An Elektra to Remember

United StatesUnited States  Richard Strauss, Elektra: Boston Symphony Orchestra, Andris Nelsons (conductor), Tanglewood Festival Chorus, James Bagwell (chorus conductor), Carnegie Hall, New York, 21.10.2015 (SSM)

Concert Version

First Maid: Nadezhda Serdyuk
Second Maid: Claudia Huckle
Third Maid: Mary Phillips
Fourth Maid: Sandra López
Fifth Maid: Rebecca Nash
Overseer: Nadine Secunde
Elektra: Christine Goerke
Chrysothemis, her sister: Gun-Brit Barkmin
Klytämnestra, their mother: Jane Henschel
Klytämnestra’s Confidante: Elizabeth Byrne
Klytämnestra’s Trainbearer: Meredith Hansen
Young Servant: Mark Schowalter
Old Servant: Kevin Langan
Orest, brother of Elektra and Chrysothemis: James Rutherford
Orest’s Guardian: Kevin Langan
Aegisth, Klytämnestra’s lover: Gerhard Siegel
Serving-men and -women: Tanglewood Festival Chorus
Six Servants: TFC members  Joy Emerson Brewer, Jeni Lynn Cameron, Abbe Dalton Clark,
Rachel K. Hallenbeck, Gale Tolman Livingston, and Christiana Donal Meeks

 

We all know that this opera begins in medias res, that Elektra’s father has already been killed. Angry at everything, she knows that she has lost or will lose her family, that she will soon be rootless. She is beyond good and evil and meanders upon the stage knowing that her time will soon be up. Elektra’s tragic pains are existential in nature: she is alienated and has alienated most of her family and friends. Obsessed with her father’s death, Elektra is determined to take revenge, even if it means murdering her mother. This is one complicated character, and it takes someone special to take on the extraordinary part. Strauss himself is quoted as saying:“The title role must above all be given to the highest and most dramatic soprano that can be found.”

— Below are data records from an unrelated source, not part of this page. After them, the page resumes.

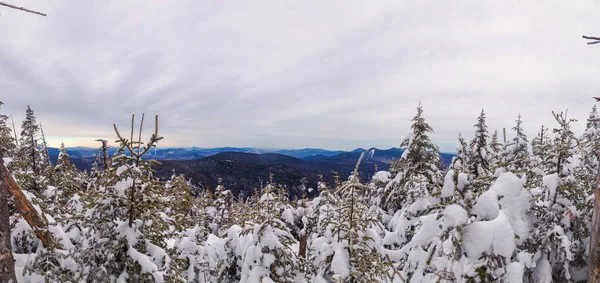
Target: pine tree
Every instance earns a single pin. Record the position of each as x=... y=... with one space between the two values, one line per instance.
x=457 y=184
x=557 y=235
x=495 y=151
x=356 y=255
x=480 y=153
x=7 y=142
x=132 y=244
x=28 y=164
x=222 y=202
x=263 y=252
x=540 y=146
x=67 y=178
x=517 y=155
x=419 y=167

There have been great Elektras who have built their characters over many years, but few like Christine Goerke, who was only “discovered” a few years ago in the role of the Dyer’s Wife in Strauss’s Die Frau Ohne Schatten. Having previously played the role of Chrysothemis, Goerke has clearly now absorbed Elektra and made it her own. The fact that this was a concert version cut both ways. On the plus side was Carnegie Hall, where the famous acoustics gave to one’s ears the equivalent of what 3D glasses give the eyes. On the minus side, with the orchestra and chorus sharing the stage, often Goerke didn’t quite know what to do with herself, having only the small passages between orchestral sections in which to pace and to negotiate her belle-of-the-ball dress. Her voice was so pure that it betrayed her character: how could a woman with this angelic voice hurt anyone? And how could anyone perform a role which demands ninety minutes of nonstop and challenging singing.

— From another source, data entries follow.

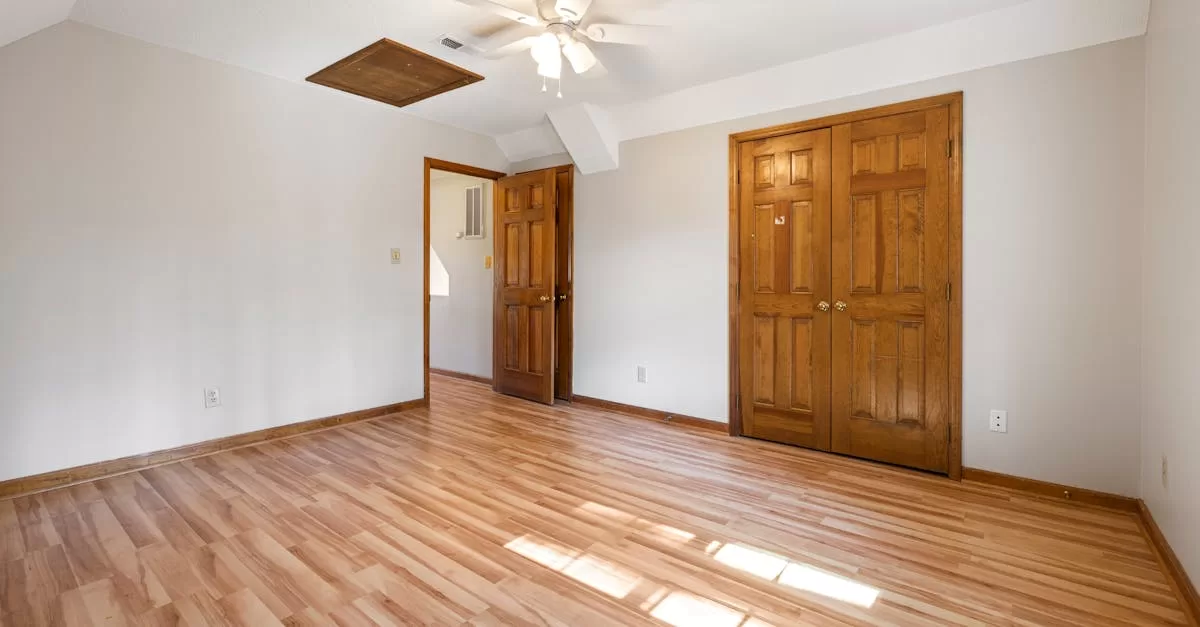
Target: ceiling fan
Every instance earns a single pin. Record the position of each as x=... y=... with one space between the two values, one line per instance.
x=563 y=35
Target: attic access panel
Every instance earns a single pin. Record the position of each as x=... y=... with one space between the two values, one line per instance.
x=391 y=72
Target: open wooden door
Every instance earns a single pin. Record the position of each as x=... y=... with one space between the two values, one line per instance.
x=785 y=288
x=523 y=316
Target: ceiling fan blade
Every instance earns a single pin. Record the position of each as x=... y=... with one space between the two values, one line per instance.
x=505 y=12
x=628 y=34
x=510 y=48
x=597 y=71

So large a force was Goerke that when some of the singers took their bows, I barely remembered what they had sung. It was as if they had hardly appeared at all. Gun-Brit Barkmin never really convinced me that she was a homebody who believes things will go back to normal, her torments will end. Jane Henschel was more convincing as Elektra’s heartless mother; her ability to produce creepy cackling sounds as she laughed her way off stage does make one believe she was capable of killing her husband. The men had much less to sing, and although you know who they are, they don’t have enough time to clearly differentiate their roles.

With regard to the orchestra, there’s not much more that I can say but “Wow.” All the orchestral members excelled. The brass, particularly the four Wagner tubas, made the entire theater shake. Much of the passion and precise playing that came from the orchestra was due to Andris Nelsons’s superb shaping of the orchestral groups. It’s good to know that the BSO will be in the hands of a dynamo who, so far, seems to understand exactly what this orchestra needs to keep its deserved reputation intact.

I don’t remember when I’ve heard such long ovations.